Ambiguity, Trust and Common Ground

There are some ideas that one just keeps circling back on. Once of those for me is the notion of common ground as a shared understanding among members of a team. Crandall, Klein and Hoffman describe the process of maintaining common ground as:
”...the continuous maintenance and repair of calibrated understanding among members of a team. It is necessary for coordination; otherwise, the team members can misinterpret intentions and messages.” (p.140)

Some months back I had a long conversation with Gary Klein about this topic in the context of team knowledge – the ability of a team to work effectively together. What struck me then was the importance of gaining a strong mutual familiarity among the members of the team, since this allows team members to form reasonably accurate expectations about how their fellows will react in different circumstances, even when they are not co-located, and in the absence of explicit communications about what they are doing.

Following on from that was Gary’s suggestion that common ground is always in the process of being broken down as individual team member circumstances and understandings change, and as they meet the limits of their mutual familiarity. This is why maintenance of common ground – essentially regular re-calibration of mutual understandings – is a critical team process. It can be as simple as regular meetings, habits of keeping each other informed, habits of checking one’s understanding and not making too many assumptions, or it can be as complex as having formal verification and validation mechanisms. This is important in the military, where the breakdown of common ground can lead to fatal friendly fire incidents.

Recently however I have been in a team situation where familiarity was not the issue but trust was, and it had some interesting effects on common ground – specifically, absence of trust accelerated the breakdown of common ground astronomically. In a nutshell, two of us in the team simply didn’t trust each other, though we are very familiar with each other. It started when one party stopped engaging in the small common ground maintenance activities. What happened then, I realised, was that whenever ambiguity arose about what the other party was doing, where in a trusted relationship we form our expectations based on assumptions of best efforts, in this case we were both imagining – and worse, communicating – our imagined worst suspicions.

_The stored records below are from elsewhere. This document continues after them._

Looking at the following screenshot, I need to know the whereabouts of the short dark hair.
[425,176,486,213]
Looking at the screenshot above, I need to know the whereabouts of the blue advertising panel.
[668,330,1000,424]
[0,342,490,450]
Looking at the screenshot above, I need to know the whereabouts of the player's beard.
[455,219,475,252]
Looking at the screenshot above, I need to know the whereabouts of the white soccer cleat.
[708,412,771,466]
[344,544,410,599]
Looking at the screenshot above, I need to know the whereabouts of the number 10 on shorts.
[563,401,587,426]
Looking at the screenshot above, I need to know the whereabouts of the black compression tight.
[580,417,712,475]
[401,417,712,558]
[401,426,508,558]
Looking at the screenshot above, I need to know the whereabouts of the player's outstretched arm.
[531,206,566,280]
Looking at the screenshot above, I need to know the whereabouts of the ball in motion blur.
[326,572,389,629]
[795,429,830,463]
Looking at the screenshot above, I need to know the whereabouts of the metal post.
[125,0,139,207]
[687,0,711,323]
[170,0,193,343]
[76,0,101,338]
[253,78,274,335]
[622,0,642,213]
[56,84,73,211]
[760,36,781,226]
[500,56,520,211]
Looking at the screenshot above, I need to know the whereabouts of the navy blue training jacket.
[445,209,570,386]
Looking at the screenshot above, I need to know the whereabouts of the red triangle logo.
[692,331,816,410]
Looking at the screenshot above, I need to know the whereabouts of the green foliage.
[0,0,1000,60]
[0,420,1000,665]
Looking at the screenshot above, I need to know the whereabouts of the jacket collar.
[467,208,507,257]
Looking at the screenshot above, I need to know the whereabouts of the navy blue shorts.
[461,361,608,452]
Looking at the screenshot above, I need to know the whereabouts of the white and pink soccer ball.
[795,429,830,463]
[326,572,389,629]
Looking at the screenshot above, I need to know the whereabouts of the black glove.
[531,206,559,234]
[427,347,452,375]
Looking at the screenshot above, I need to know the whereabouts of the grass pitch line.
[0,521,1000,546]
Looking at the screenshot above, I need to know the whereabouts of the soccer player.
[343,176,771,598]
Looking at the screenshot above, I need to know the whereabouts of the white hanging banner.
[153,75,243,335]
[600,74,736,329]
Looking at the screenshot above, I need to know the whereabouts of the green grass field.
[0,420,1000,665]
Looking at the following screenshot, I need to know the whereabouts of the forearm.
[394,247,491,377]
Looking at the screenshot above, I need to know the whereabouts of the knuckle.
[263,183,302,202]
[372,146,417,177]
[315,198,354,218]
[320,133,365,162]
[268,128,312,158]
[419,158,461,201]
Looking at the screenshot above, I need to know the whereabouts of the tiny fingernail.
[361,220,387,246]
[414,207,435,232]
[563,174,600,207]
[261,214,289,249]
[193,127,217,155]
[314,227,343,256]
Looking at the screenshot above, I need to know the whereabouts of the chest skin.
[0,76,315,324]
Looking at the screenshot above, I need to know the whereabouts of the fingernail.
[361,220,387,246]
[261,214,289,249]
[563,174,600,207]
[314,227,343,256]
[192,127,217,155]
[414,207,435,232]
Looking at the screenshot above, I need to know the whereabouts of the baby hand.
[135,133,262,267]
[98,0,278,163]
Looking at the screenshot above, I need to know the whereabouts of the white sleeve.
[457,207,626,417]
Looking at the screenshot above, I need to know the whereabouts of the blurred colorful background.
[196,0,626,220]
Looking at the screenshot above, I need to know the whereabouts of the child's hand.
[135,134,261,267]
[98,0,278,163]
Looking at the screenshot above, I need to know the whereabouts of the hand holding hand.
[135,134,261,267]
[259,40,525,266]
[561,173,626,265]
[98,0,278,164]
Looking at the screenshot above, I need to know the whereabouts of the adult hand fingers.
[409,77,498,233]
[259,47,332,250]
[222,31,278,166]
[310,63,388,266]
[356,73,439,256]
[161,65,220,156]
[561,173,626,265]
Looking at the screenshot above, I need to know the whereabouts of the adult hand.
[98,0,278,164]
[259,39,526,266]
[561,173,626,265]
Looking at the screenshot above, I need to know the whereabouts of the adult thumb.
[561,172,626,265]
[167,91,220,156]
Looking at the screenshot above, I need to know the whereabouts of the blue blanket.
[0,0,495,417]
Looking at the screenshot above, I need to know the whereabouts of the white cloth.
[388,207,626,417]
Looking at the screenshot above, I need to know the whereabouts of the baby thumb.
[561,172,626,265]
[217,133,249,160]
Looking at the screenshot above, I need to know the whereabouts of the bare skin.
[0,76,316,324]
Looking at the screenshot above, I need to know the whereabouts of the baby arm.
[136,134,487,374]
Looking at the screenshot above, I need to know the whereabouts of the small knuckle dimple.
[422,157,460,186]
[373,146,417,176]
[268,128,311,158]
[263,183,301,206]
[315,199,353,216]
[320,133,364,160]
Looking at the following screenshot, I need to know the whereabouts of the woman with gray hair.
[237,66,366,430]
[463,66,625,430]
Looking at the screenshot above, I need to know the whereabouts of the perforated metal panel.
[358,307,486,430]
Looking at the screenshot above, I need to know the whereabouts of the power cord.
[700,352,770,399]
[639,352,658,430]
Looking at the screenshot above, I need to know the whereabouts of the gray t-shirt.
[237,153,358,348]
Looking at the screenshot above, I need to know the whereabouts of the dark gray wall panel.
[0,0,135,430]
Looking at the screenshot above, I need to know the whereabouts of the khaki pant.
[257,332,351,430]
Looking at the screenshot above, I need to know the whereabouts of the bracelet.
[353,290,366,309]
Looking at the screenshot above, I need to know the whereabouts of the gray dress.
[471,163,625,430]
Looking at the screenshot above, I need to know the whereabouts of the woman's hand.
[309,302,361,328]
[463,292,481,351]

Small ambiguities, and small lapses in common ground maintenance (like keeping each other informed of small steps) quickly got inflamed into conflicts, which further inhibited both of our motivations to engage in the common ground maintenance activities. In the end, it simply got to a point where one of us had to be very explicit about how and when actions and communications were to be conducted – less of a team effort and more of a reporting relationship.

It wasn’t pretty, and it was very uncomfortable (I am sure for all the team members including the reluctant observers to the fireworks show) for a few weeks, and I am not sure that the relationship is repairable, but at least we are functioning again. But it struck me how much for granted we take those small common ground maintenance activities, and how fragile we are as teams when trust is not there to carry us through the lapses and ambiguities. At one point in the conversation I mentioned earlier, Gary Klein remarked that he was sometimes surprised at how resilient teams are, given the ease with which common ground can be threatened. My uncomfortable adventure leads me to suspect that trust takes us a long way towards that resilience.